Looking at this answer I found out the Oracle server's NLS_CHARACTERSET setting, and the one in the local machine's registry:
(I ran this against the Oracle server:
SELECT parameter, value FROM nls_database_parameters WHERE parameter = 'NLS_CHARACTERSET';
)
Oracle server: AL32UTF8 Local machine (registry): AMERICAN_AMERICA.WE8MSWIN1252
then tried some conversions in the Oracle SQL in the source. This:
CONVERT(THECOLUMN,'WE8MSWIN1252','AL32UTF8') AS THECOLUMN,
had no effect.
This:
CONVERT(THECOLUMN,'UTF8','AL32UTF8') AS THECOLUMN,
produced a weird effect. The non-English characters (specifically Polish Ł) came through perfectly in the Preview. But as soon as the data left the source (looked in Data Viewer), it was back to "Some characters [ASCII 26 instead of Ł] some more characters". And the SSIS datatype was still DT_STR, and refused to change to DT_WSTR.
I'm stuck. Can anyone help?
EDIT: more information Thank you all for comments.
Context
I'm dealing with an existing ETL installation of 400 packages, so changing the driver will be difficult.
For "reasons", I cannot even access the Oracle DAS except on one server (literally, remote desktop to that server). So fiddling about with server registry settings/language etc isn't possible without DBA/sysadmin involvement. Driver information:
and in ODBC drivers:
The list of possible drivers in the referenced other question isn't an exact match for my situation, as I'm trying to connect through SSIS, not raw .NET. What I'm trying to do is simply: get Unicode character data from an Oracle table (OK, it's probably a view, but that's beyond my reach), through SSIS, into an MS-SQL nvarchar column.

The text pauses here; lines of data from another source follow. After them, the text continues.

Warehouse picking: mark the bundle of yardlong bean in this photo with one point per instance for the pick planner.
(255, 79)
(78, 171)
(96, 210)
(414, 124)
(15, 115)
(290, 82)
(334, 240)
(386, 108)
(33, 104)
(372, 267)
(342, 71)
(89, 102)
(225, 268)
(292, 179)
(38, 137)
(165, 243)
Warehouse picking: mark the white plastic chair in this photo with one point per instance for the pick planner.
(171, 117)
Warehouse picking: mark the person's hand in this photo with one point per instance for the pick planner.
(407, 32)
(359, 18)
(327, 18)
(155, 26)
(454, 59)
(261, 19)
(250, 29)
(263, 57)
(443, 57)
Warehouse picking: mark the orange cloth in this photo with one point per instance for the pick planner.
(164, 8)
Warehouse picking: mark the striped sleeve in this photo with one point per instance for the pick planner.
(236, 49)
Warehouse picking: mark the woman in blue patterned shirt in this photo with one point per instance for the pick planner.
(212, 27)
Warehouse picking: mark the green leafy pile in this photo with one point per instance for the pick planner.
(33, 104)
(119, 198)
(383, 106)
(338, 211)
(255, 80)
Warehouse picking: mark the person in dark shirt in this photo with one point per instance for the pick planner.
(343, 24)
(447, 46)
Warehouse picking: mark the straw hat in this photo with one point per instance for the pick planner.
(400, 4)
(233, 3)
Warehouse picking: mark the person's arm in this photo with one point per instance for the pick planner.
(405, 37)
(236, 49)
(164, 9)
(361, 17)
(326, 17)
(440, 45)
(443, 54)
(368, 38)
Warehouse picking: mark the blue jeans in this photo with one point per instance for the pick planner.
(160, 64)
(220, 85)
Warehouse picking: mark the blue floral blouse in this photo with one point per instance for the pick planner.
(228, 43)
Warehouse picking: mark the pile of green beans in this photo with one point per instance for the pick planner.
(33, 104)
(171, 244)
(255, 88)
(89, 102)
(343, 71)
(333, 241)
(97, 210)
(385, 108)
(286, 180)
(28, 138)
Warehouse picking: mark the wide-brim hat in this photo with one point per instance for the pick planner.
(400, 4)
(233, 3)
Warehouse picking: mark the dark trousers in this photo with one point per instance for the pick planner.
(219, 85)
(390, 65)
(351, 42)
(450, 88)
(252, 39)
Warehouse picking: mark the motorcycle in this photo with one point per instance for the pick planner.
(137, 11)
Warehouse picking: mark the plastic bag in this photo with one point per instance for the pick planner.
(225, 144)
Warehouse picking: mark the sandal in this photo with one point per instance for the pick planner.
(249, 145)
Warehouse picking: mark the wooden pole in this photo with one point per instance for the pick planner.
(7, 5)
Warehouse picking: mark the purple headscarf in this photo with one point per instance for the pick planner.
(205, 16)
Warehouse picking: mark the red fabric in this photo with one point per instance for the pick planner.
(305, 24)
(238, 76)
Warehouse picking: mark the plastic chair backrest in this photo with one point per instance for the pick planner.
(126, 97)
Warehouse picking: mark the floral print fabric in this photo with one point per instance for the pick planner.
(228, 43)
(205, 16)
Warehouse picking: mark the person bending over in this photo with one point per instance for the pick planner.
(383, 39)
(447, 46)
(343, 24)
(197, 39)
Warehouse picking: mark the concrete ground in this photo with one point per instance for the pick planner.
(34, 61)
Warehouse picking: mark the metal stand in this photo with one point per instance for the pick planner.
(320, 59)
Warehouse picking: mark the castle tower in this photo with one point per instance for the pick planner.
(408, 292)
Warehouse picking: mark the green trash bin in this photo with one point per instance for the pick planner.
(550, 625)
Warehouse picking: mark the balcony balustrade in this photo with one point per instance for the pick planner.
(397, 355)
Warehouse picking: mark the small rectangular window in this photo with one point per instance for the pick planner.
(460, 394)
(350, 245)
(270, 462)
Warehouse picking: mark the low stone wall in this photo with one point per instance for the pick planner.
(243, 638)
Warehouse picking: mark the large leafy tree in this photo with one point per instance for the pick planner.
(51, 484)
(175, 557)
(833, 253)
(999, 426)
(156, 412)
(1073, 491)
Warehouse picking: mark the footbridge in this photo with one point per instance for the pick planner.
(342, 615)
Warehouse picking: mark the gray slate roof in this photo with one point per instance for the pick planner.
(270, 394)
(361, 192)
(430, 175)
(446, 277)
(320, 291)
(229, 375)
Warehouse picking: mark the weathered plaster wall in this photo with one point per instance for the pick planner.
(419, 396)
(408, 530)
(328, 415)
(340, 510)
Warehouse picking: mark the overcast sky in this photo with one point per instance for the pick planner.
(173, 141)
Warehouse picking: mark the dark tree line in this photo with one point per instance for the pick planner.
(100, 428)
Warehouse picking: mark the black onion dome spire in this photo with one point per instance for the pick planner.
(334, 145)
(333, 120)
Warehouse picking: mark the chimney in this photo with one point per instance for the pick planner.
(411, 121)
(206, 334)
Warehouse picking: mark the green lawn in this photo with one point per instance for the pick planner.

The data in Oracle is clearly Unicode of some sort (see my test with the Preview above). The SSIS Source component, however, clearly thinks that it's DT_STR (SSIS datatype corresponding to MS-SQL non-Unicode varchar). And refuses to accept a "hard override" of this column's type through the Advanced Editor. So while in the Preview (presumably, before the Source Component actually gets the data) the data is correct (with Polish characters), once it hits the Source Component it has already been corrupted down to "replace anything non-ASCII with ASCII(26)".
Running this as suggested by Wernfried:
SELECT TheColumn,DUMP(TheColumn,1016)
gives me this - again, only in the Preview, not in the data which flows out of the Source through SSIS:
PLUATREGŁ Typ=1 Len=10 Character Set=AL32UTF8: 50,4c,55,41,54,52,45,47,c5,81
Guessing at what this means: If I do MS-SQL
SELECT CHAR(CONVERT(int,0x50))
for each of these hex values, the characters makes sense, until C5 ("Å") and 81 (""). Perhaps the encoding used by the Oracle server is different from that on the local SQL Server.
But my main problem is getting anything other than non-Unicode text through into SSIS.